Private and sensitive data comes with obligations from regulations, external requirements and internal policies. How do you know if you’re meeting all of these?

You’re most likely familiar with obligations in the form of internal policies. These policy obligations might be regarding which data elements should be encrypted, what data should be backed up, and the service level agreements on the restoration of such data.

And you might also be familiar with regulatory obligations like General Data Protection Regulation (GDPR), Health Insurance Portability and Accountability Act (HIPPA), Sarbanes Oxley (SOX), Payment Card Industry Data Security Standard (PCI-DSS) and others.

However, obligations can also be contractual. Are you buying, selling, or otherwise transacting data with other third parties or partners? There are typically contracts in effect that place obligations on that data. Obligations can also be public statements, such as a privacy statement made on the company’s website. A data privacy strategy should include visibility into such obligations and evidence that they are being met.

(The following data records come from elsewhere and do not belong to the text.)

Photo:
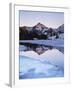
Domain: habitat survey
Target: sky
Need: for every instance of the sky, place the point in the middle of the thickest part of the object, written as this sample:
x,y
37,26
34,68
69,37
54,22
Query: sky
x,y
49,19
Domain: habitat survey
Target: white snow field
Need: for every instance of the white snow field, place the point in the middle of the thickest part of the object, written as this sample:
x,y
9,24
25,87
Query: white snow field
x,y
54,43
48,64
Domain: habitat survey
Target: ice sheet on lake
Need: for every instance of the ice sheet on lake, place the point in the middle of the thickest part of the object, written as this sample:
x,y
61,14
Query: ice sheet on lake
x,y
48,64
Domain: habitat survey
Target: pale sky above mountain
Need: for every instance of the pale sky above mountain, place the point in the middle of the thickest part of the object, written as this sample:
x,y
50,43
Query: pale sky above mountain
x,y
49,19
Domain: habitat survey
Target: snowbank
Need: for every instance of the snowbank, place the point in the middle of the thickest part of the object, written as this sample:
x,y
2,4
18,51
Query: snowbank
x,y
53,56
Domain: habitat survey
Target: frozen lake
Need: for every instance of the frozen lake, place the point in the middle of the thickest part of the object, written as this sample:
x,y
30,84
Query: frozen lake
x,y
48,64
54,43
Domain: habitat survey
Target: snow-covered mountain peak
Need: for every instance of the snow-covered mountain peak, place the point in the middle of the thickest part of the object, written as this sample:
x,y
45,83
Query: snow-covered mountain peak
x,y
40,26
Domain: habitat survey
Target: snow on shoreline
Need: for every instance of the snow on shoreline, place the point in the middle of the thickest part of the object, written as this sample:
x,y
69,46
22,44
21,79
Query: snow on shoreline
x,y
53,56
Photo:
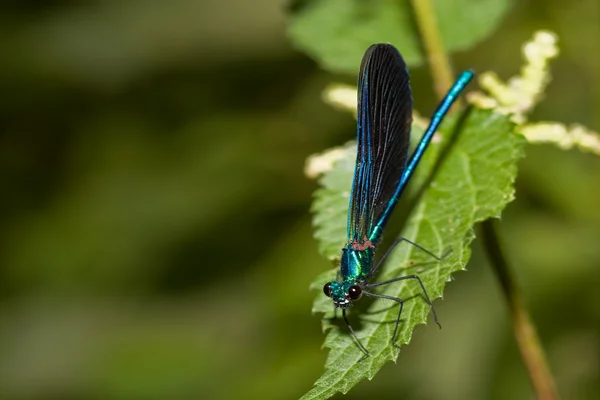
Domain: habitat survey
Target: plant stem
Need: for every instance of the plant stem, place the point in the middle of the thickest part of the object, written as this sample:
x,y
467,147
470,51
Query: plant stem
x,y
524,329
434,46
525,332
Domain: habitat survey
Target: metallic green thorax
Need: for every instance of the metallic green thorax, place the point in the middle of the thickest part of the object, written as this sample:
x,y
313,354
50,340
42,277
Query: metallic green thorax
x,y
356,264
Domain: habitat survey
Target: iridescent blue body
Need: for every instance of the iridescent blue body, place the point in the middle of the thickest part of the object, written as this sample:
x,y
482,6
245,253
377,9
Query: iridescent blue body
x,y
383,168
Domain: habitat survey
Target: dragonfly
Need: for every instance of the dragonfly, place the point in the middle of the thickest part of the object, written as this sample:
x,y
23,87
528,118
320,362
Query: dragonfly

Knowing the relationship of data to the obligations on that data can certainly make life easier when questions arise.

Conclusion

Building a system that protects private data is crucial. Whether you’re spinning up a new development environment for a new venture or simply conducting an audit to ensure compliance with the shifting regulations and privacy laws, how you structure your data storage and management technologies can have a significant impact on your company’s success. Making sure you’re protecting all of your data from various sources at all times is essential — and failing to do so can be costly.